Other companies exploring for diamond included Pangea Diamondfields Plc (Isle of Man), which planned to invest $3.2 million in a bulk sampling plant for its Dimbi (Basse-Kotto) project concession area, and Gem Diamonds Ltd. (UK), which held exploration and mining permits for the Mambéré river project near the city of Berberati.

===Mineral fuels===
The Central African Republic did not produce mineral fuels in 2006 and depended upon imports for its energy requirements. United Reef Ltd. of Canada obtained the rights to a petroleum exploration permit in the country through a "farm-in agreement" with Denver-based RSM Production Corp. in 2004. It was unable to continue with its exploration activities in 2006. The company declared force majeure following the lack of progress in resolving a contract dispute between RSM and the government.
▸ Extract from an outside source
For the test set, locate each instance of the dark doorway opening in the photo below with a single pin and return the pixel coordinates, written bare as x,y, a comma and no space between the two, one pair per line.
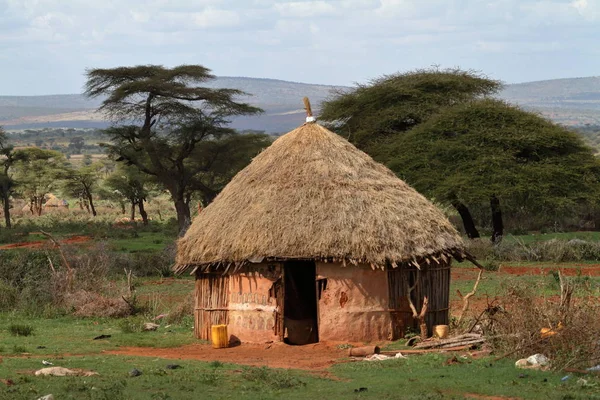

The company's exploration permit was for the Doseo and the Salamat basins in the northern part of the country.

===Uranium===
Uranium was discovered in 1966 in the Bakouma region in the eastern part of the country, and there was further prospecting in the Berbérati and Bangassou areas; exploitation has not occurred, because of high start-up costs and poor transportation. Reserves were estimated at 18,000 tons.

===Iron===
Iron deposits estimated at 3.5 million tons have been exploited in Berbérati and Bangassou, but production has now ceased.